Giving people more choices is one of the biggest selling points for third party candidates.
“A lot of people disagree with the candidates that we do have, and this might be the secondary option for everybody,” said Abel Perez, a general studies major.
“I think having more parties is beneficial to everyone because not everybody has the same ideas that fall in line with Democrats or Republicans,” Perez said.
The huge backlash against the Republican and Democratic nominees hasn’t been as effective in spreading the word about the third party candidates as some might think, though, and there are some fingers pointed at the media’s role in this election cycle to blame for that.

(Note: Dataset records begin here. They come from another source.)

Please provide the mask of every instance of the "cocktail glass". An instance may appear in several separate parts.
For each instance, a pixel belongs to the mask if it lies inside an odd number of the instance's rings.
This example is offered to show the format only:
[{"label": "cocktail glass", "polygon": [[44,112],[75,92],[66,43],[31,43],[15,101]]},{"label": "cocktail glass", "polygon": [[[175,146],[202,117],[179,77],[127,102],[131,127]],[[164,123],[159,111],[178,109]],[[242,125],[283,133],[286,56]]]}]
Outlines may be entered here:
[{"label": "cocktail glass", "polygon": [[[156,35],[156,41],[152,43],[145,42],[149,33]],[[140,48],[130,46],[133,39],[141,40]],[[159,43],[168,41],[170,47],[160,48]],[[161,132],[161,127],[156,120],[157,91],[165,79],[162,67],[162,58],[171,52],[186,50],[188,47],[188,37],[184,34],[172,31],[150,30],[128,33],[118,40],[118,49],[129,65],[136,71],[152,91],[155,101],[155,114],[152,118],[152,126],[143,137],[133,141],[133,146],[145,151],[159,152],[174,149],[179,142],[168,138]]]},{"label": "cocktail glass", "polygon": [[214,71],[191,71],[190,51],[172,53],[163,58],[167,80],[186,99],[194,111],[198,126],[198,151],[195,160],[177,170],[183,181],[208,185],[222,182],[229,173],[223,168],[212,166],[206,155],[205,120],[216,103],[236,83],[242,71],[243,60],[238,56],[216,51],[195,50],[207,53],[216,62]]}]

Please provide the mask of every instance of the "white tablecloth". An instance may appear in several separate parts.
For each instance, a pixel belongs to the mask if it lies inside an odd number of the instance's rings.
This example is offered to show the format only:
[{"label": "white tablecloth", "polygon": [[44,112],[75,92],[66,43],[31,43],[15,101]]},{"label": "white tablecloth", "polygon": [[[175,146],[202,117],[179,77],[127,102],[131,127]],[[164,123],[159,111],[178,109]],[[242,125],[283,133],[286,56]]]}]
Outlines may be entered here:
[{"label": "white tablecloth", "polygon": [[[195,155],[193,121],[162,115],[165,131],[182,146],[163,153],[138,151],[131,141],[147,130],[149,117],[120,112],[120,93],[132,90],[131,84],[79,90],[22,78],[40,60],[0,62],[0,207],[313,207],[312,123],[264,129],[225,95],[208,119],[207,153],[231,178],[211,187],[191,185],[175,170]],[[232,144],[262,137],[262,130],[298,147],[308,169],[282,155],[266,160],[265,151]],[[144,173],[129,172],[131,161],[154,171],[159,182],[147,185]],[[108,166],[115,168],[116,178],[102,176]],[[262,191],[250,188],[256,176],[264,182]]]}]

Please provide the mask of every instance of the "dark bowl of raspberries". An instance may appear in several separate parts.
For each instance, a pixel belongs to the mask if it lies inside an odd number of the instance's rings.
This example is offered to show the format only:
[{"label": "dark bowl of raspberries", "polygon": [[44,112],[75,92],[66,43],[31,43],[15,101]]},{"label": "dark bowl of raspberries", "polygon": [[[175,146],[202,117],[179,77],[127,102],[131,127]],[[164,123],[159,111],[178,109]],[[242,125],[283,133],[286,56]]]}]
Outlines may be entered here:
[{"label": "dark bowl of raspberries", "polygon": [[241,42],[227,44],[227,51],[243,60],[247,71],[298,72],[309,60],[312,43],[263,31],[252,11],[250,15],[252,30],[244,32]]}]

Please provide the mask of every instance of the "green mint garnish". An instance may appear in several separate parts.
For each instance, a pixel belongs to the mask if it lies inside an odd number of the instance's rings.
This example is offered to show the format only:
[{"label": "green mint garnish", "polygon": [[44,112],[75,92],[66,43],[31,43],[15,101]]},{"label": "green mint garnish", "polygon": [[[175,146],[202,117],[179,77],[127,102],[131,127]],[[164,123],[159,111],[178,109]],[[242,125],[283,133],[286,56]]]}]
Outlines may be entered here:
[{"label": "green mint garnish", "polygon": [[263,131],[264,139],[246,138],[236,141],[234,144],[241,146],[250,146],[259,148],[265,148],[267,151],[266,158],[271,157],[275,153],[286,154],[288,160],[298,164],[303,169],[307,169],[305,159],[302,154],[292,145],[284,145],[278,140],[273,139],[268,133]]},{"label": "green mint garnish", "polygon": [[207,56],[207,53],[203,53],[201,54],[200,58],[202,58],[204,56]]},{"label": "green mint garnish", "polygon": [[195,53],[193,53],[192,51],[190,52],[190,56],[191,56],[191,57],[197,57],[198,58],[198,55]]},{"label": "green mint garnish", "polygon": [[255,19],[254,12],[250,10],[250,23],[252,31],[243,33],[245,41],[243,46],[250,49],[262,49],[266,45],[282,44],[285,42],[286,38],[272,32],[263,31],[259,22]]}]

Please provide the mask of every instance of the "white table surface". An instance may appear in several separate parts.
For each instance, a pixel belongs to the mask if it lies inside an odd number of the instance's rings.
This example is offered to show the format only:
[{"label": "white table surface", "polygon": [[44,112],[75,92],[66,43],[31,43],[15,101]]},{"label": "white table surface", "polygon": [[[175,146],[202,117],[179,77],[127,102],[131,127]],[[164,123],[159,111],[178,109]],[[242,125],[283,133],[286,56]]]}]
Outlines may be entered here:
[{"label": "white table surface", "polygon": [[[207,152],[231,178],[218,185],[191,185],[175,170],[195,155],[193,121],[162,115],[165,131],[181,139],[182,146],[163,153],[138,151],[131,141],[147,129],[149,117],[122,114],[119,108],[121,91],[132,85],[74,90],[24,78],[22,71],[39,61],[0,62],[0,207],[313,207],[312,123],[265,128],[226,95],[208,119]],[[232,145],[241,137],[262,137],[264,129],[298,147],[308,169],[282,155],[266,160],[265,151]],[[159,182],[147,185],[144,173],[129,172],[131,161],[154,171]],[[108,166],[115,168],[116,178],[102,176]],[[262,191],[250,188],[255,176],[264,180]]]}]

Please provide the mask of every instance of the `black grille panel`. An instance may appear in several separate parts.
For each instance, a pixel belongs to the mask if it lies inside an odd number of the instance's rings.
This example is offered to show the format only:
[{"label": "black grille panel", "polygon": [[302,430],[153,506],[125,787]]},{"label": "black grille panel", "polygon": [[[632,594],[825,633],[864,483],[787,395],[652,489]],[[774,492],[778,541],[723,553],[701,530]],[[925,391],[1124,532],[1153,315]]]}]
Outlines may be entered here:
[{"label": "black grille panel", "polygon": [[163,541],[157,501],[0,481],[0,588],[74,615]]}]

“There’s nothing alerting me to their ideology and what they’re about, or anything like that,” Taylor said. “The media’s only interested in two runners right now.”
Perez also believes that the lack of third party coverage in the news has been detrimental to their campaigning abilities.
“I think the majority of the time, they are not going to be able to make a big enough impact in the elections due to the way the media covers elections,” he said.
The chances for a third party victory do not look too promising to some. “On a national scale, I don’t think a third party candidate will win. In the future, though, there’s no way of telling,” Jones said.
The third party candidates have some hard campaigning ahead of them if they plan on taking an election anytime soon.
“Be more in the media, have more of a voice, you’ve got to be more out there in the public,” Taylor said.
Regardless of their lack of media attention, some students still seem to be rooting for third party candidates.
“If I’m going to vote, I may be looking at a third party candidate versus the Republican and Democrat candidates,” said Perez. “I do hope they make a dent in this election.”